Sounds simple, right? Why do many organizations fail to alleviate these pain points?  In my view, three main reasons exist. First, managers become too isolated from the true customer experience.  When they "experience" the customer journey, it's not real.  Employees know they are watching and inspecting, and they create a "false" process for managers. Second, managers do not empower front-line employees to eliminate those frictions.  They constrict their freedom and autonomy such that the employees feel powerless to address problems that are clear to them on the front lines.  Third, and perhaps most importantly, managers convince themselves that an amazing product should be sufficient to satisfy customers.  It's like the doctor who thinks that patients should be happy if they receive the appropriate treatment to remedy their illness, even if patients had to experience long wait times, confusing insurance forms, an array of unexplained fees, and unclear instructions about medication and other treatments.  A great product alone is not sufficient to satisfy customers.  How you deliver that product matters.  In baseball, a competitive, well-played game is far from enough to satisfy fans.  That's the key insight that the Bananas have used to transform the ballpark experience into a magical one for fans. 

Thursday, January 16, 2025

Negotiating a Job Offer: Step Back, Think Broadly


As the new semester begins, many soon-to-be-graduates are deeply immersed in the job search process.  Some already have job offers and are contemplating whether to accept those positions.  During this process, many students and recent graduates ask me about negotiating with their potential employers.  Can I negotiate? What should be the focus of my negotiation?  How do I make sure that I don't harm the relationship before I even start working?   For those students, I highly recommend a Harvard Business Review article by my friend Hannah Riley Bowles and her co-author Bobbi Thomason.  They write:

Although reaching agreement on pay and benefits is important, failure to think more broadly about your career could mean losing valuable opportunities for advancement. For instance, women are increasingly urged to negotiate for higher pay as a way to close the gender wage gap. However, studies have shown that women’s “80 cents on the dollar” is explained more by differences in men’s and women’s career trajectories than by differential pay for doing the exact same job. Our research and our work coaching executives suggest that negotiating your role (the scope of your authority and your developmental opportunities) is likely to benefit your career more than negotiating your pay and benefits does. And at times of work-life conflict, negotiating your workload and the conditions that affect it (including your responsibilities, your location, and travel requirements) may be critical to remaining gainfully employed and moving forward professionally.
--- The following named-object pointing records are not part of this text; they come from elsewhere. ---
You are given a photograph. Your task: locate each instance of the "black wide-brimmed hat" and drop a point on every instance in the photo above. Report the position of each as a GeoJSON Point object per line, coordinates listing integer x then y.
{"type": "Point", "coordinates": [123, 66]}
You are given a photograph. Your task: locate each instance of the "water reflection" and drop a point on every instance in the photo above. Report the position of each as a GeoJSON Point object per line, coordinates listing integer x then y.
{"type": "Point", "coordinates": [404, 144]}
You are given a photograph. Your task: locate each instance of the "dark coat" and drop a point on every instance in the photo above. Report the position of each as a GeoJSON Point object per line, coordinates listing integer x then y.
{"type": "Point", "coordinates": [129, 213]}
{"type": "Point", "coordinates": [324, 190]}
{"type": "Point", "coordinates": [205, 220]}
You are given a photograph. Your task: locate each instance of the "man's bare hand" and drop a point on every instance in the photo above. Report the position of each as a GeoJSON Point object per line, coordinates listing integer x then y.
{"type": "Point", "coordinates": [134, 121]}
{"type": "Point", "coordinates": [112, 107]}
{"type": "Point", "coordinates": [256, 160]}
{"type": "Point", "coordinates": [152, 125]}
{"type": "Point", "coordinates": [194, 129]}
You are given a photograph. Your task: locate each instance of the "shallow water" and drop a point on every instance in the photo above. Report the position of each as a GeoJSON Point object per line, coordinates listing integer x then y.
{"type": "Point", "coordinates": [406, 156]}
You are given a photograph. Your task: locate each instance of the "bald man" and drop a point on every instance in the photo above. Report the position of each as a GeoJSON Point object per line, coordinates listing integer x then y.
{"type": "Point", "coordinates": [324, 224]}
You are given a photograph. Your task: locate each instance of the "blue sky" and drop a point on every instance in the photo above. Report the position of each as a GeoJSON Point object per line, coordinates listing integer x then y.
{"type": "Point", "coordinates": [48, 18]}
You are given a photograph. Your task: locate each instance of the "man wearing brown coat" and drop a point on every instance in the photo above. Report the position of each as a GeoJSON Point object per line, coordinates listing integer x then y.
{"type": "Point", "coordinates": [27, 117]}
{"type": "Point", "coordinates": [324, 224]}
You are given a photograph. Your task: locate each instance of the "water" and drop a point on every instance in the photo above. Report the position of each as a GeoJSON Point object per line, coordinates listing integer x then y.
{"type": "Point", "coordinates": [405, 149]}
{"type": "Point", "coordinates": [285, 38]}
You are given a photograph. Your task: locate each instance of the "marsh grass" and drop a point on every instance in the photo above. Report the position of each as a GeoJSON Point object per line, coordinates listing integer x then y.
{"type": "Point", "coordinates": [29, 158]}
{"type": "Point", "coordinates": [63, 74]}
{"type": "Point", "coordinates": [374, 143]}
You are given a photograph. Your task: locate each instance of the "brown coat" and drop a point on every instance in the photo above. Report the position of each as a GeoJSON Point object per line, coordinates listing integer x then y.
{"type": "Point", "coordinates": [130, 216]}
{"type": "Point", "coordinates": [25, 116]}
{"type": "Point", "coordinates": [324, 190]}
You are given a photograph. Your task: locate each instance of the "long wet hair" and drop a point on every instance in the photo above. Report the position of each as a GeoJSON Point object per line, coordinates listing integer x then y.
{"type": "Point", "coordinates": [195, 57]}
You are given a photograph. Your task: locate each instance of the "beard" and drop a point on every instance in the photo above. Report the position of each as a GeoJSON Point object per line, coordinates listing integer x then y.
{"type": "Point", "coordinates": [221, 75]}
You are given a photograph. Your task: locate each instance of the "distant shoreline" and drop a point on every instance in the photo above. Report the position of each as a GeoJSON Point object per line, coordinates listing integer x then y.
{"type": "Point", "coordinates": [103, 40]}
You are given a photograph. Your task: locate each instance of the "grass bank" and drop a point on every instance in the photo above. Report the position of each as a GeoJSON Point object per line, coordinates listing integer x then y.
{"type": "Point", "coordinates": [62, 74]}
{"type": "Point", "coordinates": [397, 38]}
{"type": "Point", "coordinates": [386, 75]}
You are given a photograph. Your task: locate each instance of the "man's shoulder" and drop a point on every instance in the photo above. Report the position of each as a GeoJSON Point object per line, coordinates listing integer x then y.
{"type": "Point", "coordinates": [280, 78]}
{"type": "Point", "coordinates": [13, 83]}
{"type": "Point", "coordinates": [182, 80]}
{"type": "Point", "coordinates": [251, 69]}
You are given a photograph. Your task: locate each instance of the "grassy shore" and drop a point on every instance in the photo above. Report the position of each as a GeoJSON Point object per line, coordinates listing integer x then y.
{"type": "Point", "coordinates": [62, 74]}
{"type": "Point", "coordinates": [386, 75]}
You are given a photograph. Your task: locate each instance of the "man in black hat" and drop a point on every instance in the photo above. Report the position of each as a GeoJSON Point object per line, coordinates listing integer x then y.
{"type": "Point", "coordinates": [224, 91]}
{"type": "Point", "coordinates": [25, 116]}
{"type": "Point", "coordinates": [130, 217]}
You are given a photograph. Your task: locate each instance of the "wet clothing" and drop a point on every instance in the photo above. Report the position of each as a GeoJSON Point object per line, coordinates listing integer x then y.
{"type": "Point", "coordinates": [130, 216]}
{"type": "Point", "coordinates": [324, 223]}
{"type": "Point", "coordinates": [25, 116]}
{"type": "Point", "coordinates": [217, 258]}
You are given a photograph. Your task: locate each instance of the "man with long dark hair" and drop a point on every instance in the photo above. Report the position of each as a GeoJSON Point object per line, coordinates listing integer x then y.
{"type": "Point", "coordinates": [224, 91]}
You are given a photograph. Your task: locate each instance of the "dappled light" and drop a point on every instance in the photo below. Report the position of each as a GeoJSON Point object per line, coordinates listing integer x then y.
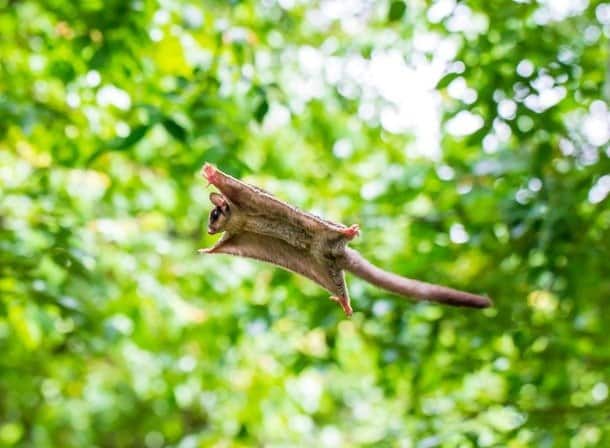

They offer terrific advice for job-seekers.  Step back from your focus on the job offer that presents itself at the moment.  Start instead by considering your long-term career goals and aspirations.  How can this job help you achieve those longer term objectives?  What will it take to achieve those goals?  How can you craft the opportunity in front of you to help fulfill those aspirations?  Work backward from this focus on career goals to the more immediate issue of the potential job you are considering.  Most importantly, think broadly about all aspects of the opportunity, rather than simply about compensation.  I find this last point so important, particularly for new graduates.  An extra $5,000 may sound enticing to a student with very little remaining in their bank account at the end of college.  However, taking the long view is so critical in that situation.  Investments in growth and development, with ample opportunities to learn, will provide a long-term payoff that far exceeds that extra compensation here and now.